As Venice counted its losses after devastating flooding reached near-record levels last week, many worried that increasingly frequent deluges are driving out the ancient city’s lifeblood: Venetians themselves.
Venice’s population has been falling for years already. Some 53,000 people live in its historic center, according to the Venice municipality. Taking births, deaths, immigration and emigration into account, the population shrank by 803 people last year alone.
The stress and strain of daily life in the lagoon city, plus the back-of-the-brain worry that your home or business is vulnerable to flooding, is causing some to reassess the practicalities of life in Venice, according to residents and experts.
“We’re concerned that some more people might decide to leave because living in Venice is really hard,” Venetian lawyer Marco Gasparinetti told NBC News.
It would not be the first time that the city’s population dwindled in the wake of severe flooding. In 1966, 6 feet 4 inches of water inundated the canal-crisscrossed city, causing widespread damage.
At the time of the flooding, 121,309 people resided in the city’s historic center. That number dropped to 102,269 a decade later and has been on a steady decline ever since.
It was unclear how many of those who left did so as a direct result of the flooding. Venetians said day-to-day challenges of life in the lagoon city, including rampant tourism, high living costs and lack of jobs and affordable housing, had also caused people to leave.
The last thing Gasparinetti wants to see is a repeat of what he describes as “the big exodus” when he says many people living on the ground floor of Venetian houses relocated to the mainland.
This concern was among the reasons why Gasparinetti founded a group, 25 Aprile, to encourage residents to stay in Venice and others from all over the world to move to the city.
“We have to do what the Venice republic did after the big pandemics,” Gasparinetti said. “They were telling everyone to join us: the Greeks, the Jewish people, the Romanians,” he said, ticking off people who could help boost Venice’s population.
The city’s inhabitants are used to seasonal flooding - or acqua alta, meaning "high water" in Italian - but many said they were not prepared for last week’s onslaught which, at its peak, plunged more than 80 percent of the city underwater.
The tides paralyzed life, shutting down schools and some supermarkets.
The threat continued Sunday, as the city experienced another high tide that reached over four feet. Authorities warned that the tide will remain high over the course of next week.
But it is by no means the only difficulty of living in the historic center.
The city and its lagoon attract a whopping 30 million tourists a year dwarfing the resident population.
Paola Mar, Venice’s councilor for tourism, said the municipality was taking considerable steps to manage tourism, including banning new hotels and cruise ships from the historic center, as well as plans to introduce an “access fee” for day visitors.

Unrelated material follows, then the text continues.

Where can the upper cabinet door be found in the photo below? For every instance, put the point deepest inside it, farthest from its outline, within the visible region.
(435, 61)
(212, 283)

“The challenge for the municipality is to find a balance between residents of Venice and tourists,” Mar said. “But we don’t want people to leave.”
Davide Montanari, 58, whose leather goods store in the city’s iconic St Mark’s Square was flooded last week admits he’s mulling it over.
"I'm seriously considering moving the business out of Venice," he told NBC News last week in the midst of the flooding.
Montanari said normally when there’s flooding, the water doesn’t breach the steps, but this year his store was flooded at least three times. “I’m tired of this,” he said.
Venetians’ frustration quickly turned into anger last week over the long delays in building a sea barrier to defend the city — still not completed more than 50 years after the government asked engineers to draw up plans.
"I have no faith in local or national governments to change anything," said Pier Giorgio Vedovato, 43, who owns a watch dealership in the city. "The Mose investment was a waste of billions through corruption and mismanagement," he added, referring to the sea barrier project.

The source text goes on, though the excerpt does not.